Vox and Ciudadanos have voted against Gabilondo’s candidacy, which, backed by PSOE and PP, will now be sent for a vote in the Plenary of Parliament. Gabilondo’s approval requires a three-fifths majority in the Lower House and Senate. The former Minister of Education in the Government of José Luis Rodríguez Zapatero will replace Francisco Fernández Marugán at the head of the institution: his predecessor has been in office since July 2017. The deputy of the PP Teresa Jiménez Becerril will be the new deputy to the Ombudsman.
The socialist candidate for the presidency of the Community of Madrid for the last six years stayed one seat from governing in 2015 and prevailed in those of 2019, but the lack of forcefulness that he presented during the coronavirus crisis penalized him in the electoral advance of 4-M. Gabilondo resigned after the Socialists signed their worst result at the polls, in which they were surpassed by Más Madrid as the new benchmark for the left in the region. One of the factors that caused the collapse of the PSOE was the impression that Gabilondo was leaving; his designation as Ombudsman was taken for granted in the Madrid mentideros since the summer of 2020. If there was a strong name among the 20 that the PSOE and PP agreed last week to renew institutions that had been blocked for years, such as the Constitutional Court, the Court of Accounts, the Spanish Data Protection Agency and the Ombudsman himself, that was Gabilondo’s. The rest were pools.
Gabilondo has promised to continue the work of his predecessor, who despite his membership in the PSOE – he was a national deputy for two decades – has been very critical of the Pedro Sánchez government on issues such as immigration policy. “It is not only necessary for the Ombudsman to be independent,” said the applicant, who stressed that the person in charge of the institution must have “rigorous”, “well-founded”, “innovative” and “advanced” actions to achieve “respect” social and political. After highlighting that he has never been affiliated with any party and that what has led him to “be in one place or another” are his convictions, principles and values, the candidate has emphasized the importance of his future position for “defense of the rights and freedoms ”of citizens. “I understand its proper functioning insofar as it contributes to political order and social peace, as well as to the functioning of the powers of the State through the complaints of citizens,” he said.
The PP has thanked Gabilondo for his measured intervention and his commitment to combat sectarianism and the search for agreements.
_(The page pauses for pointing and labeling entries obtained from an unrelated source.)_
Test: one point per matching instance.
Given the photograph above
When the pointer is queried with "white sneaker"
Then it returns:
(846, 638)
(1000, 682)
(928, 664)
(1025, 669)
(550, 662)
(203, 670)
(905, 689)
José Ignacio Landaluce has highlighted that the “great agreements” reinforce the institutions in the face of criticism from Vox and Ciudadanos. Even so, the popular spokesman has indicated that his party will be “vigilant.”
Vox spokesman Julio Trilla has accused Gabilondo of “sectarian” and “undemocratic”, an extreme that the candidate has denied. The representative of the far right has blamed him that in the Madrid elections last May he called for isolating the far right formation as is already the case in countries such as Germany and France. “You ask to exclude the third political force in Spain and that invalidates you as a democrat,” Trilla snapped.
On the part of Citizens, Senator José Luis Muñoz has recognized the value of Gabilondo and his dialogue profile, but his formation has voted against not to participate in the “game of distributing stickers without shame and without regard” between the PSOE and the PP.
Eddie is an Australian news reporter with over 9 years in the industry and has published on Forbes and tech crunch.